“Grey Gardens” is both heartwrenching and hilarious

GG_news_color_KatieSPAMALU successfully presented its Spring Musical, “Grey Gardens,” in Cloak Theatre Friday, April 12 and Saturday, April 13. The production featured a broad and strong range of performers, from non-Conservatory freshmen to vocal performance-major seniors. While the plot is undeniably depressing, all of the cast members were uniquely brilliant in their respective roles.

The first act takes place in 1941, on the day of Joseph Kennedy, Jr. (Josh Eidem) and Edie Beale’s (Marie Clement) engagement party at Grey Gardens. This act was the definition of a classic ‘40s musical. Sadie Lancrete played Edith Bouvier Beale, Edie’s comically overblown and free-spirited mother who battled with her daughter to be the center of attention throughout the party preparations.

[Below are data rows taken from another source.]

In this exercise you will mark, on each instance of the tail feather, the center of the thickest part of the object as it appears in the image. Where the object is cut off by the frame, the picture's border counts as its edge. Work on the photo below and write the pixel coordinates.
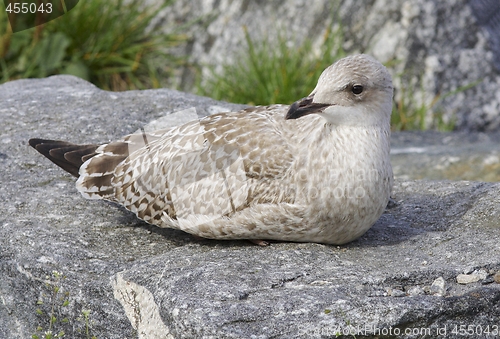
(70, 157)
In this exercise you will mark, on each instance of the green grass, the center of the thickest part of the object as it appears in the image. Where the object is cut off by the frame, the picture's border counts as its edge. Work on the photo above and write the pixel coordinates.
(108, 43)
(264, 75)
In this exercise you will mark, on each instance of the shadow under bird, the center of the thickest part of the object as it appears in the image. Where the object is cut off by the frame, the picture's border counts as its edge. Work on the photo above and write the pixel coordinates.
(315, 171)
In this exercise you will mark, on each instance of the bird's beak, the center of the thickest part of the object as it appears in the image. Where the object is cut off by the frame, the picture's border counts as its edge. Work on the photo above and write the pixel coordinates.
(303, 107)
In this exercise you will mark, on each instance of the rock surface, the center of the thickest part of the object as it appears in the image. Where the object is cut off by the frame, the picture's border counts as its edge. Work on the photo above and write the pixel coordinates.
(440, 47)
(123, 278)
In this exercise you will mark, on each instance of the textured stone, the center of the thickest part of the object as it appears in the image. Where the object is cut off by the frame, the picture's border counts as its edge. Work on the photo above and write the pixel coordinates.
(441, 47)
(438, 287)
(133, 280)
(468, 278)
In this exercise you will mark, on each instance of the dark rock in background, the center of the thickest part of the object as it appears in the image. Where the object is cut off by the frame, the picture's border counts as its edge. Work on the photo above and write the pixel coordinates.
(126, 279)
(435, 49)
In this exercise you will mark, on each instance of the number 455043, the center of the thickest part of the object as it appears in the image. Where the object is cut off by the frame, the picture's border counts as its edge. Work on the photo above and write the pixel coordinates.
(25, 8)
(475, 330)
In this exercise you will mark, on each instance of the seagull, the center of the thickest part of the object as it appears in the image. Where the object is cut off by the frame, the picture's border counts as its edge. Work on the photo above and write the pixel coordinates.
(314, 171)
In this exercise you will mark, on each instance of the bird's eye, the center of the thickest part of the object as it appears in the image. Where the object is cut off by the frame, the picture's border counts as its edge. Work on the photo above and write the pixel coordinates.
(357, 89)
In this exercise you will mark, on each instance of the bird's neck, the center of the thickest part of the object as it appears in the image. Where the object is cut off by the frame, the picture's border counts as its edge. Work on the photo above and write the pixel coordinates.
(341, 156)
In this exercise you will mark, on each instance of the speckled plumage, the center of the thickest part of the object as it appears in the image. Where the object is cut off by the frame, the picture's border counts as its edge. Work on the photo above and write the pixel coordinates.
(254, 174)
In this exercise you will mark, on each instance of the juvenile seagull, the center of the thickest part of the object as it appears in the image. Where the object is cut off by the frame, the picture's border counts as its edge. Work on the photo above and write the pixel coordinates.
(315, 171)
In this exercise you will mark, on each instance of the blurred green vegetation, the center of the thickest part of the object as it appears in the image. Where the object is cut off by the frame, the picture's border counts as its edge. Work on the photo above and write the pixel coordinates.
(110, 43)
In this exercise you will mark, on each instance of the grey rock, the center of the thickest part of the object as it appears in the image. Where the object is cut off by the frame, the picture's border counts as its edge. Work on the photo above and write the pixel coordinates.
(441, 47)
(126, 279)
(446, 156)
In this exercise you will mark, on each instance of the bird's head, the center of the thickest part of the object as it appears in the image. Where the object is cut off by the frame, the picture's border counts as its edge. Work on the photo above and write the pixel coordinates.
(356, 91)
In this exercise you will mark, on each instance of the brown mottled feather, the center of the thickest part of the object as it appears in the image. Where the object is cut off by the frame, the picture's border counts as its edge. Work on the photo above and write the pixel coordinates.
(66, 155)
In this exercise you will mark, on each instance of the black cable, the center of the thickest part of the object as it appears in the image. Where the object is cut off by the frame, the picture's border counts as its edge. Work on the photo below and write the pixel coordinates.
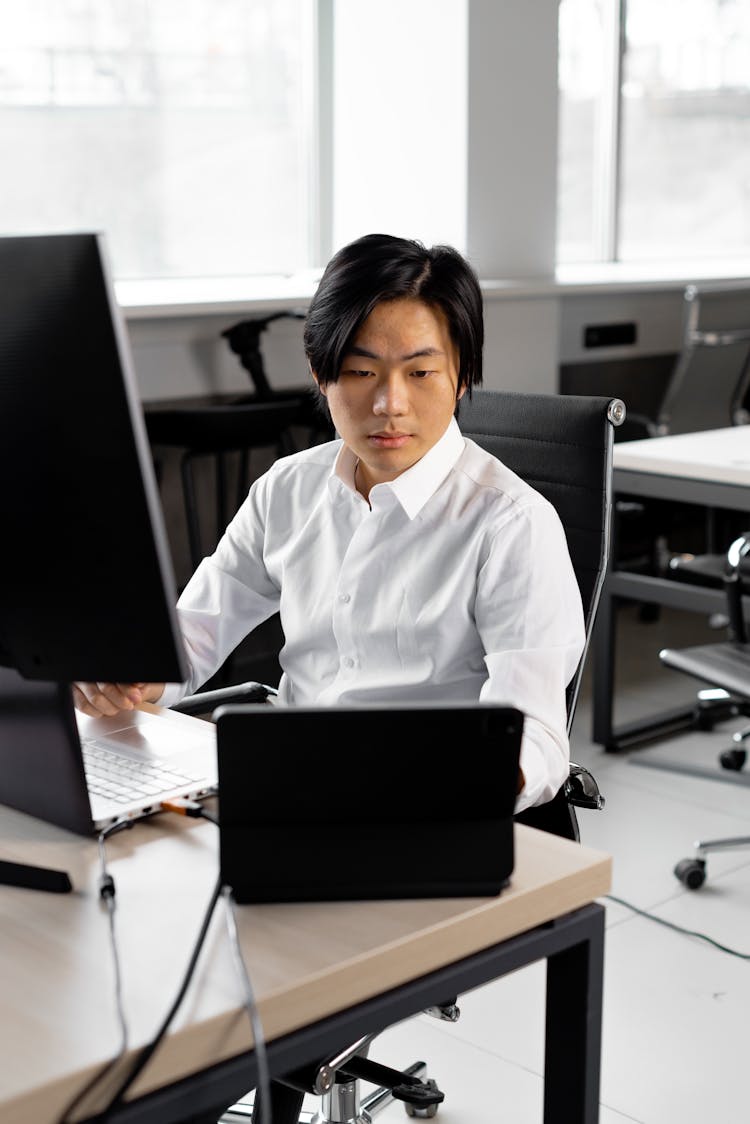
(107, 895)
(147, 1051)
(251, 1006)
(678, 928)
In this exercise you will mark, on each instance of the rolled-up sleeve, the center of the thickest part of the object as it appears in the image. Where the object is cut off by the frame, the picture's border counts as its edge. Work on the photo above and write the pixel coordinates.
(531, 621)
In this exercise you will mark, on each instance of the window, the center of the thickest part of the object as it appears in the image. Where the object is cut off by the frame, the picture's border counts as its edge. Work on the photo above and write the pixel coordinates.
(654, 137)
(182, 128)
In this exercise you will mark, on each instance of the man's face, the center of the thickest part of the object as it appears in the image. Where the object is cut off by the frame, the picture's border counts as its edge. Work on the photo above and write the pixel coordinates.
(397, 388)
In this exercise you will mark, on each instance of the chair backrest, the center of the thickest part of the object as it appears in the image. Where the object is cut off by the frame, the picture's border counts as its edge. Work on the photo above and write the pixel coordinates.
(711, 375)
(561, 445)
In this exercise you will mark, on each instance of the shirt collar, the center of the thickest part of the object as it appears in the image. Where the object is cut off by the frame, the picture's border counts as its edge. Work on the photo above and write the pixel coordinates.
(418, 483)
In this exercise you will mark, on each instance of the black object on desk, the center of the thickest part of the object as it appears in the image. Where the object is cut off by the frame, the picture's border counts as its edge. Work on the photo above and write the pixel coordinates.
(35, 878)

Charlie Aldrich played the staple role of the gin-swilling, satirical pianist and Edith’s platonic companion while Eidem was the bland fiancé and Davey Harrison the strict grandfather, “Major” Bouvier. The storyline can be seen as one of a daughter trying to escape her crazy yet lovable family through marriage to a perfectly amiable man.  However, Grey Gardens takes an unexpected turn at the end of the first act when, instead of forgiving his fiancée for her wild past, Joseph leaves Edie and, furious with her mother, she leaves the house “forever.”

This brings us into the second act, which, with no prior knowledge of the musical, is both entirely unexpected and completely jarring. It is 1973 and Edie has returned to live with her mother Edith and the complete squalor that Grey Gardens has become. The women, both completely out of their minds, traipse around the old manor singing, cooking corn and fighting over the past as well as conversing with a seventeen year-old boy named Jerry who occasionally stops by to either help or steal from the older women. This act was refreshingly different from a typical musical, and it was as hilarious as it was tremendously sad. The characters, based off of real relatives of the Kennedys’, lived a sort of half-life and were both either too old or too afraid to leave it for something better. As funny as it was, I was still near tears by the end.

With respect to the cast, there was not a single member that did not provide the audience with a laugh at one point in the night. The musical was special in the fact that it allowed many of the cast to take on multiple roles throughout the night. Sadie Lancrete played Edith in the first act and then assumed the role of her daughter, Edie, in the second. Josh Eidem played the very proper and genial Joseph in the first act, and then switched to the teenager Jerry in the second act.

Sadie was a pleasure in both roles, but her comedic talent shone in her portrayal of the middle-aged and unmistakably deranged Edie. Freshman Catherine Bentley proved her acting and singing chops in the role of the older Edith and provided one of the best performances of the night. Her vocal abilities and comedic timing on the song “The Cake I Had” made it one of the most memorable parts of the musical.

With a cast blessed with less comedic brilliance, this musical would have fallen flat on its face. However, student director Ally Kunath took a difficult script and paired it with an extremely well -chosen and talented group of students to produce both a heartwrenching and knee-slapping production.